Notably, Darling 58 could pose a turning point in genetically modified tree species as the outcomes relate to aggressive invasive beetles; this is due to their specific interactions with the pests. If the FDA approves this alteration, this type of enzyme manipulation could open the door to a new era of IPM techniques and arboreal gene adaptations against invasive beetles as well, not just fungal diseases. In a diseased American chestnut tree, chestnut blight manifests as the fungus Cryphonectria parasitica, which releases oxalic acid, killing cells and allowing for the fungus to eat away at dead tree tissue.

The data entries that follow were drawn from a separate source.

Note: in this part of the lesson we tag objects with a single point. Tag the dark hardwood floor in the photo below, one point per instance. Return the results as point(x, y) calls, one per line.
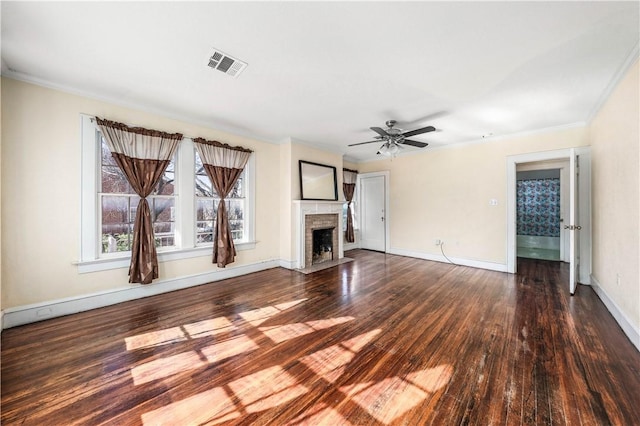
point(379, 341)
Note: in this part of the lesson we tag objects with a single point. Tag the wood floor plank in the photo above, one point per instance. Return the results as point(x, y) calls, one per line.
point(382, 340)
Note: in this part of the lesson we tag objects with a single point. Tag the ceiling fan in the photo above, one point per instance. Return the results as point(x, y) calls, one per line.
point(394, 138)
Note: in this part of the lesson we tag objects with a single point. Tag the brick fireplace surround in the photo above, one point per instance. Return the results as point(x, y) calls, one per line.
point(311, 215)
point(319, 221)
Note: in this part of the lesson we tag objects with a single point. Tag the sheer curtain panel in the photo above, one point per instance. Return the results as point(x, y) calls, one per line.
point(224, 165)
point(143, 155)
point(349, 186)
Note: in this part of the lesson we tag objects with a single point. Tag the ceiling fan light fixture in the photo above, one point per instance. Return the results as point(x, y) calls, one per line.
point(390, 149)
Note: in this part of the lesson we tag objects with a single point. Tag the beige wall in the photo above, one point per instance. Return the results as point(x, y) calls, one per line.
point(40, 169)
point(615, 140)
point(444, 194)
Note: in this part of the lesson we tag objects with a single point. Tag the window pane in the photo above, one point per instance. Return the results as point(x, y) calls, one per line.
point(162, 215)
point(207, 204)
point(167, 182)
point(204, 187)
point(162, 209)
point(105, 154)
point(117, 225)
point(204, 231)
point(238, 188)
point(235, 210)
point(206, 209)
point(114, 182)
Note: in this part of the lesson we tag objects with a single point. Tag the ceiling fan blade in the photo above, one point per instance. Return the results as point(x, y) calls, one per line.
point(379, 131)
point(414, 143)
point(418, 131)
point(362, 143)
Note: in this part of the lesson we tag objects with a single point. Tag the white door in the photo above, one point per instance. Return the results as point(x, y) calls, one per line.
point(572, 226)
point(579, 226)
point(372, 212)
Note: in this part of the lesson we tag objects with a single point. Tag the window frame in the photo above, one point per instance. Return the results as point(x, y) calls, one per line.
point(245, 201)
point(91, 258)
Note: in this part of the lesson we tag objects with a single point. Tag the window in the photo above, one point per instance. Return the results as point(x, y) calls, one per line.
point(118, 205)
point(207, 201)
point(183, 207)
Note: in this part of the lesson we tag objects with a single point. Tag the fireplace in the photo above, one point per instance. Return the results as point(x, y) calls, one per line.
point(313, 216)
point(320, 229)
point(322, 245)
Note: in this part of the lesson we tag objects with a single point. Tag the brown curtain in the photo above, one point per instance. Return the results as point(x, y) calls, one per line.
point(143, 155)
point(349, 187)
point(224, 165)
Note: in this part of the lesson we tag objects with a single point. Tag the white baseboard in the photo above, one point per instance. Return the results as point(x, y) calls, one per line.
point(40, 311)
point(287, 264)
point(459, 261)
point(632, 332)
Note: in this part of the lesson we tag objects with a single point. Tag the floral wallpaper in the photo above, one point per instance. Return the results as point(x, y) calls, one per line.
point(539, 207)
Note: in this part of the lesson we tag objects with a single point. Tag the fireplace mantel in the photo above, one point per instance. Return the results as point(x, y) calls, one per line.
point(303, 208)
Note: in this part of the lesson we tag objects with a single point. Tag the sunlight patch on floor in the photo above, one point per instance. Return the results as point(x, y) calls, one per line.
point(330, 363)
point(266, 389)
point(390, 398)
point(256, 317)
point(282, 333)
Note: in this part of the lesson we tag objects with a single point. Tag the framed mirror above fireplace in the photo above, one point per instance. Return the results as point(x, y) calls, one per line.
point(318, 181)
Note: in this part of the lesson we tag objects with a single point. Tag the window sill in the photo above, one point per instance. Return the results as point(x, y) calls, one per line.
point(105, 264)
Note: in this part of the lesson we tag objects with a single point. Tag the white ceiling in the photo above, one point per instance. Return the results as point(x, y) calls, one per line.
point(323, 73)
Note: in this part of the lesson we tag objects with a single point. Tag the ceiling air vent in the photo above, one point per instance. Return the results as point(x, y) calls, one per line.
point(225, 63)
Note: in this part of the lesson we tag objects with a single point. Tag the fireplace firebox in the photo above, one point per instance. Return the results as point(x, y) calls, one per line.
point(322, 245)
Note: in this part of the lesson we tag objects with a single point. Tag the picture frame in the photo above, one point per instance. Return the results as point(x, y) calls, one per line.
point(318, 181)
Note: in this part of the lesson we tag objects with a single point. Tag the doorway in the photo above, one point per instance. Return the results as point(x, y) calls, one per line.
point(373, 189)
point(542, 205)
point(578, 221)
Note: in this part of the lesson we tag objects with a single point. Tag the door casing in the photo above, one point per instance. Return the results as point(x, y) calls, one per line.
point(584, 199)
point(362, 204)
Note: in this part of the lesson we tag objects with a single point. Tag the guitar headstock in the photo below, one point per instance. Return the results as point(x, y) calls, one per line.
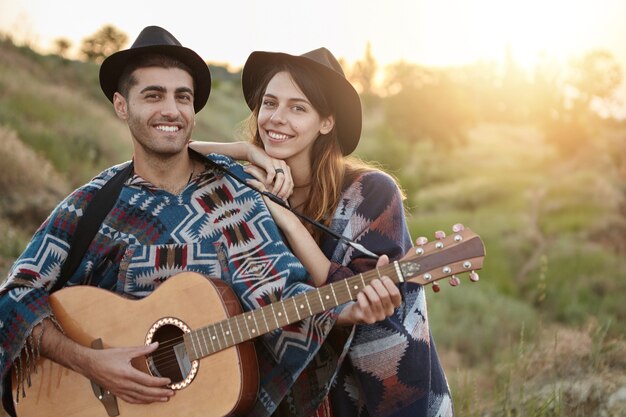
point(447, 256)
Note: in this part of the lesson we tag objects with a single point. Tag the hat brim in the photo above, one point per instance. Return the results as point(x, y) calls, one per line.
point(347, 104)
point(113, 66)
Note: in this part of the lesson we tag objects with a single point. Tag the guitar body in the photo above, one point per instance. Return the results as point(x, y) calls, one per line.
point(225, 383)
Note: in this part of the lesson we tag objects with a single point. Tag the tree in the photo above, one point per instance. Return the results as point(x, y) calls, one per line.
point(104, 42)
point(427, 105)
point(364, 71)
point(62, 45)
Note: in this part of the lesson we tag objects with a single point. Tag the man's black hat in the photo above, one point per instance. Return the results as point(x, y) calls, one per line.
point(154, 39)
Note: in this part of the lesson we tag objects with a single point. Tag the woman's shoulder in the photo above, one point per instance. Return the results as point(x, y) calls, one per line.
point(375, 180)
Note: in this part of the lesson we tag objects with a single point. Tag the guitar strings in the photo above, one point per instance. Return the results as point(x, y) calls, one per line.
point(340, 290)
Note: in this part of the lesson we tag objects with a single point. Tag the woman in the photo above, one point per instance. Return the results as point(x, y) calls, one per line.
point(305, 113)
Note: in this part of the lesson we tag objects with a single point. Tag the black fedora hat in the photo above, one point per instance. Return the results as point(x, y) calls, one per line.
point(347, 104)
point(154, 39)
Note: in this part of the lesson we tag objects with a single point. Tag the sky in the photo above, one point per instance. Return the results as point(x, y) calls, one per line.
point(427, 32)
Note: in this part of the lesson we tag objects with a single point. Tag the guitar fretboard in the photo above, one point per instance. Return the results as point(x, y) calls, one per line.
point(240, 328)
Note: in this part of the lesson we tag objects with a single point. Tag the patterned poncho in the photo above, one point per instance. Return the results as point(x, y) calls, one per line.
point(392, 368)
point(216, 226)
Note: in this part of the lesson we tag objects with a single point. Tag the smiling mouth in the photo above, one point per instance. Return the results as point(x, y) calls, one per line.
point(167, 129)
point(281, 137)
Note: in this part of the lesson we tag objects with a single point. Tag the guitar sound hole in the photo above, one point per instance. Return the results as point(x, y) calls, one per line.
point(171, 359)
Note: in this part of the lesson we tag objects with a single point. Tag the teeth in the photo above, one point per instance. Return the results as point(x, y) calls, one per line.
point(167, 128)
point(277, 136)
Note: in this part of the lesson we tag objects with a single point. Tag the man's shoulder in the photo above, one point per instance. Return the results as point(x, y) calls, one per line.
point(98, 181)
point(227, 163)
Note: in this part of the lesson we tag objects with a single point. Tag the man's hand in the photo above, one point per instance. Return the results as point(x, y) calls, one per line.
point(375, 302)
point(111, 369)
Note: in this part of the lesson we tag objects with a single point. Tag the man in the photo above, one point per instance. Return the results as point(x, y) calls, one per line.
point(177, 212)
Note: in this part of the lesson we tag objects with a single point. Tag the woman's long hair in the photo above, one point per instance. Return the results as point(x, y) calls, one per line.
point(330, 170)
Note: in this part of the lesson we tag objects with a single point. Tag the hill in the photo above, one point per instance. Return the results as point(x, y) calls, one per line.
point(58, 131)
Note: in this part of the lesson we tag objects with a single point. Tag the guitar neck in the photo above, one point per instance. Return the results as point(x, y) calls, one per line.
point(240, 328)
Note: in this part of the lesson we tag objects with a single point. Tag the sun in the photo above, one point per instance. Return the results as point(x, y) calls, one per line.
point(529, 29)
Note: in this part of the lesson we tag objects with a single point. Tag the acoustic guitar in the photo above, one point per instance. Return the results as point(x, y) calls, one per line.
point(205, 340)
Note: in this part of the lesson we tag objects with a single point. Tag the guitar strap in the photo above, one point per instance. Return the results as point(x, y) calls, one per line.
point(88, 225)
point(104, 199)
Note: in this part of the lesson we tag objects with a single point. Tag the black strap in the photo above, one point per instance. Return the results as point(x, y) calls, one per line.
point(283, 204)
point(88, 225)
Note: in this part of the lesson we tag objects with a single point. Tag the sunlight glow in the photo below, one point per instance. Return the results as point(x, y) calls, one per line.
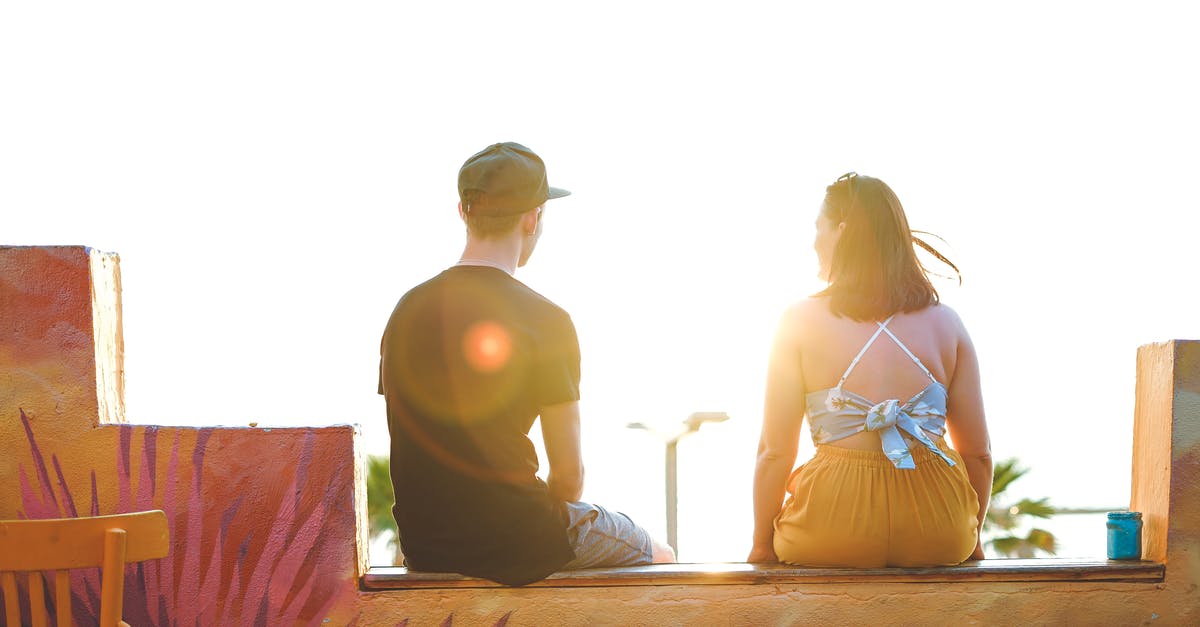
point(487, 346)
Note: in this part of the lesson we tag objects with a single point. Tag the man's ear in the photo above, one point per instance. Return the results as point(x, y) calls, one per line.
point(529, 221)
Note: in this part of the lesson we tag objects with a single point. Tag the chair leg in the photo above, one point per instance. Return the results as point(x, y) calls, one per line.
point(11, 603)
point(63, 597)
point(37, 598)
point(112, 589)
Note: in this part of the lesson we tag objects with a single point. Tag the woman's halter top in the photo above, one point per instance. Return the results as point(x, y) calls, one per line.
point(837, 413)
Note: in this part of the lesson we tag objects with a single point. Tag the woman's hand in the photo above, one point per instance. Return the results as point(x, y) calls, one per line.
point(760, 554)
point(978, 553)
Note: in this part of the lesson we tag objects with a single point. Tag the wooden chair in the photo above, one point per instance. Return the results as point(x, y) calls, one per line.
point(63, 543)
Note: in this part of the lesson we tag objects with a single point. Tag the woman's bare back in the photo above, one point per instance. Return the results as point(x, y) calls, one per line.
point(828, 344)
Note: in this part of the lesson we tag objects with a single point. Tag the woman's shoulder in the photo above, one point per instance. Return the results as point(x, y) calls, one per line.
point(945, 320)
point(808, 309)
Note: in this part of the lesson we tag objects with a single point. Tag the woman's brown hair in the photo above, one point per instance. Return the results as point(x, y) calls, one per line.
point(875, 270)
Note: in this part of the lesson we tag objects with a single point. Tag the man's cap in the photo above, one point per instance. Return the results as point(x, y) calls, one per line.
point(504, 179)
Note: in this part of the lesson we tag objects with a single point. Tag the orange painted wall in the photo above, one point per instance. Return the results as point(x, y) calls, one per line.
point(265, 523)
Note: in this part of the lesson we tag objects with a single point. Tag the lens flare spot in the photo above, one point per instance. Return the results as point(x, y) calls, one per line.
point(487, 346)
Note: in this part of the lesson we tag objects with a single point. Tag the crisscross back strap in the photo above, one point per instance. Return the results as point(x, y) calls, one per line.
point(906, 351)
point(883, 328)
point(853, 363)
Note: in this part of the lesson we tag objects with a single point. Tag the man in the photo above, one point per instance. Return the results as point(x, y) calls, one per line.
point(468, 360)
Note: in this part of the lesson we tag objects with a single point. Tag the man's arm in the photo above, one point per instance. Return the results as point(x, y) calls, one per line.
point(561, 434)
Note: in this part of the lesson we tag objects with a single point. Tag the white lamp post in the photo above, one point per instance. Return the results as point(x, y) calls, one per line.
point(690, 425)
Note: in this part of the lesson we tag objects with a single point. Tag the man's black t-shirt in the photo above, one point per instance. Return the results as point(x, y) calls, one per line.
point(468, 359)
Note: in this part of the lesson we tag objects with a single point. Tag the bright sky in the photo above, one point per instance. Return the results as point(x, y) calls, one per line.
point(276, 175)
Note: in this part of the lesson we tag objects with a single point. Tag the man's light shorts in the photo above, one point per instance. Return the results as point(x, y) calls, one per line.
point(600, 537)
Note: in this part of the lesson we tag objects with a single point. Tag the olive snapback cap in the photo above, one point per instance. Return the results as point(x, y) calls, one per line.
point(504, 179)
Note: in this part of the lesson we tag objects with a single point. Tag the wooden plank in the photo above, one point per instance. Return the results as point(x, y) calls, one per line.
point(1048, 569)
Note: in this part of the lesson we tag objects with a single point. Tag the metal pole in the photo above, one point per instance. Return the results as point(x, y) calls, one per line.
point(672, 497)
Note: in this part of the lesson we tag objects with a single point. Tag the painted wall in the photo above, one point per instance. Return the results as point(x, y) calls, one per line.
point(267, 525)
point(263, 523)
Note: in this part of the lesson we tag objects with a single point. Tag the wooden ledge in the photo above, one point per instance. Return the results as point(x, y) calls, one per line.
point(673, 574)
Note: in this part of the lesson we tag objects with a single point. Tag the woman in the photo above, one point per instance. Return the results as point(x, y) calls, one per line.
point(883, 371)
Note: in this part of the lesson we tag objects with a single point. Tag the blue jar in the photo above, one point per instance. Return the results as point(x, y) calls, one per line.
point(1125, 535)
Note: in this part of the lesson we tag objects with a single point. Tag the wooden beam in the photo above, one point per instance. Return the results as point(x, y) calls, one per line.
point(1041, 569)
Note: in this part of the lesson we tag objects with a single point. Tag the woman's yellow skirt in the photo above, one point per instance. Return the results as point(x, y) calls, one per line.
point(853, 508)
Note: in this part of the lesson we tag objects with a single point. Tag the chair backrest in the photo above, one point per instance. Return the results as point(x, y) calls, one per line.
point(63, 543)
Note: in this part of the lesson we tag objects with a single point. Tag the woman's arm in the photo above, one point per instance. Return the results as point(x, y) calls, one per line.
point(969, 428)
point(783, 414)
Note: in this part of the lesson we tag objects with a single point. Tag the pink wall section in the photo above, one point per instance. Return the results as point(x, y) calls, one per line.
point(267, 525)
point(262, 521)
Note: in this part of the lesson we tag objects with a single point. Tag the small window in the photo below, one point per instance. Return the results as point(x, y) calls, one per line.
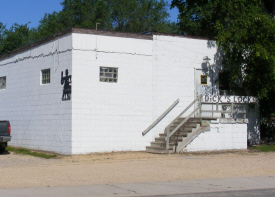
point(204, 79)
point(45, 76)
point(108, 74)
point(3, 83)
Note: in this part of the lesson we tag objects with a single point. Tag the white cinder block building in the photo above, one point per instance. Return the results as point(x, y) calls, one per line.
point(81, 91)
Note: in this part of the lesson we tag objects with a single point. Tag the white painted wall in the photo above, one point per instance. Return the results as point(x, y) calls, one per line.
point(38, 117)
point(111, 116)
point(101, 116)
point(175, 59)
point(220, 137)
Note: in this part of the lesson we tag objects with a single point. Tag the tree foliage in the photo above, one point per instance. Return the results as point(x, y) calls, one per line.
point(244, 29)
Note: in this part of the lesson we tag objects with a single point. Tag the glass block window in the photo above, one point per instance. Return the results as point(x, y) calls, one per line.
point(204, 80)
point(108, 74)
point(3, 83)
point(45, 76)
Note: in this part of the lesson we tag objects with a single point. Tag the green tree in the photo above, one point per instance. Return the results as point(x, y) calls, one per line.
point(244, 30)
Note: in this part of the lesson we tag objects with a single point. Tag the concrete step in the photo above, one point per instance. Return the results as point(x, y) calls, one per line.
point(172, 139)
point(180, 134)
point(186, 125)
point(162, 144)
point(157, 150)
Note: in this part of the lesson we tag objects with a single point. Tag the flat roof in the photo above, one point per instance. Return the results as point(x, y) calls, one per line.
point(94, 32)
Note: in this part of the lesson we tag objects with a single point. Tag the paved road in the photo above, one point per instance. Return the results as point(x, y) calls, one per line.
point(248, 186)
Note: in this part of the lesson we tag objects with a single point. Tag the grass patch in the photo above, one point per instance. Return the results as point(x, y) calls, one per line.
point(24, 151)
point(265, 148)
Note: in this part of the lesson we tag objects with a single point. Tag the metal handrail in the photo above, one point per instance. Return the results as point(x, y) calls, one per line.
point(168, 133)
point(160, 117)
point(187, 108)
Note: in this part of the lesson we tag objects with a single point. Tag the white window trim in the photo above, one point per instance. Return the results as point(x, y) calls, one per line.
point(111, 71)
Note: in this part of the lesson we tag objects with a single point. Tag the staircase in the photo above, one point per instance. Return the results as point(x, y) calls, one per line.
point(182, 131)
point(180, 139)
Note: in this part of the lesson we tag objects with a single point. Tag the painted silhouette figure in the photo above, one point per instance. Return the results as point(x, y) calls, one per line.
point(66, 80)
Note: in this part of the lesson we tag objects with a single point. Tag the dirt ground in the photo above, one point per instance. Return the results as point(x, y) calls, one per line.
point(21, 171)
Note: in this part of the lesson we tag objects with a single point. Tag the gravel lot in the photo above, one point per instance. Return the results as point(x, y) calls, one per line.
point(20, 171)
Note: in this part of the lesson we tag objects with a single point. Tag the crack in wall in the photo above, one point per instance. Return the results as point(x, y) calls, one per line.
point(58, 52)
point(36, 56)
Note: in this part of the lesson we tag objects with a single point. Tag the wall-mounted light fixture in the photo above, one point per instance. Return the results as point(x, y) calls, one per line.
point(96, 26)
point(206, 58)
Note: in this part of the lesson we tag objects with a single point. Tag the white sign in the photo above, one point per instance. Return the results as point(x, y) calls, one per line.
point(228, 99)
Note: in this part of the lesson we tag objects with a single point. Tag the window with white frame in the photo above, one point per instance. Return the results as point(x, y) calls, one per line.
point(108, 74)
point(45, 76)
point(3, 83)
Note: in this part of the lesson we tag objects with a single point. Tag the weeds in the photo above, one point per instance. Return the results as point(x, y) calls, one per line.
point(24, 151)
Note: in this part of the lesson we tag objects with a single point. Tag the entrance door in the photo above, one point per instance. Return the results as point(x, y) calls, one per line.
point(204, 82)
point(204, 86)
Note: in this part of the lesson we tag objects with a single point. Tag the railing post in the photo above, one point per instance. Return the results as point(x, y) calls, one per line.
point(200, 105)
point(167, 138)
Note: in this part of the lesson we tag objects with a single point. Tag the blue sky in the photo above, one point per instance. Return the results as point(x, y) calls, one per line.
point(24, 11)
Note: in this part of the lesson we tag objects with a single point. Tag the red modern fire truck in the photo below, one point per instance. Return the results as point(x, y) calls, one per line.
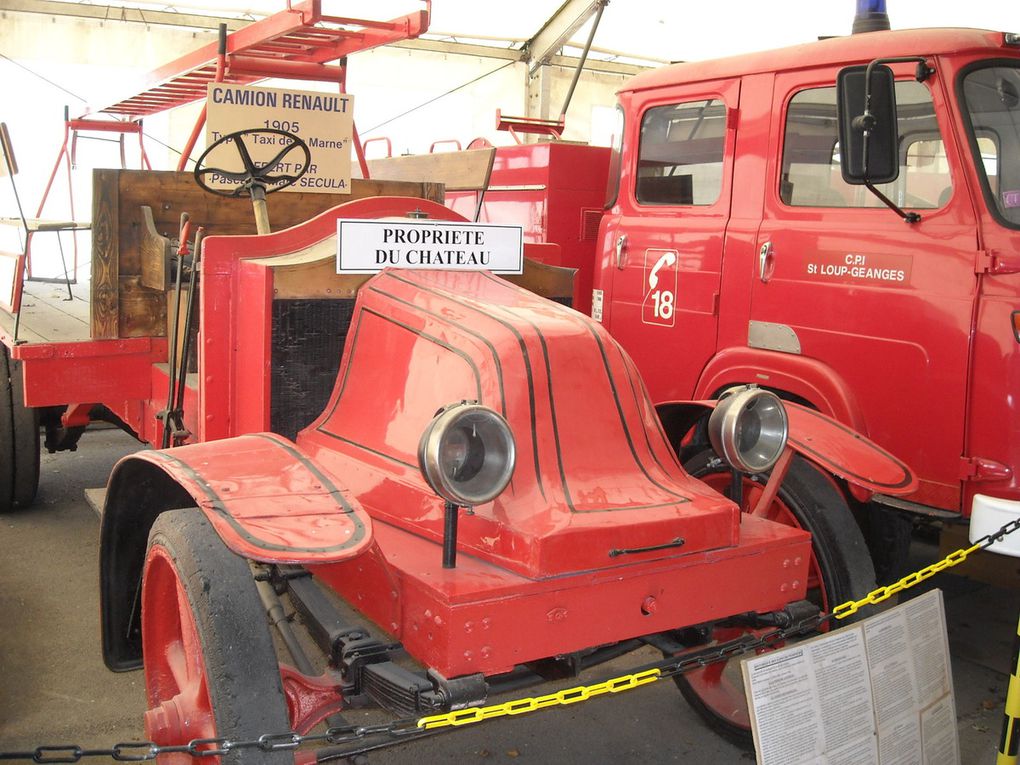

Researchers have located the encoding gene oxalate oxidase (OxO) in other crops (barley, for one), and engineered pollen to contain OxO. Specifically, oxalate oxidase breaks down the oxalic acid, keeping the fungus from eating tree tissue. This makes OxO safer in the long term because it still allows for a minor infection from the fungus, but stops the spread to the whole tree. The genetically engineered pollen will flower chestnuts that carry the OxO blight resistant DNA, allowing the next generation of chestnut trees to be resilient against Cryphonectria parasitica. Since the manipulation is only contained in one chromosome of the engineered pollen’s DNA, about half of the flowered chestnuts contain the blight resistance. This building up of immunity is what will protect the tree in the long term, ideally, much like the incredibly dense wood and thick bark of the bristlecone pine.
Tests on gene inheritance longevity have shown that blight resistance remains at about the same levels through generations. In this scenario, trees are strong actors in the ecological community and study of ecosystem management. While Darling 58 is evolving into a success story in the field, actions regarding invasive species and pests have been slower on the pick up.
Invasive beetles continue to be vexations for scientists, as damage prevention via early detection and rapid response is most important, but preemptive preventative action remains futile. Many proposed tactics are largely contested due to the potential development of super-pests that are resistant to IPM or other aggressive chemical attacks. This review of articles and ecological fields has prompted further questions. For example, the bristlecone pine’s strength is largely understood to come from the thick bark and dense wood of the tree. However, if there is one, would forestry scientists and researchers be able to identify a part of the bristlecone pine’s DNA that aids this strength? If so, is it possible that in the event of Darling 58’s approval, the DNA code that bolsters the bristlecone pine’s longevity gets woven into the DNA of other struggling tree species through cross-pollination (like has been done with Darling 58)? Though, would it be practical to have such strong and slow-growing trees as the band-aid fix to struggling forestry? Additionally, if this occurs, what would the further effects of these long-living tree species be on their surrounding environments?
As long as trees can teach us about history, we can learn from them about the future. These multifaceted topics are culminating in groundbreaking research all over the world, however quietly. A more widespread understanding of these climate mitigation tactics and our environmental history should be a goal as we continue into this era of intense climate change debates and calls for imminent action.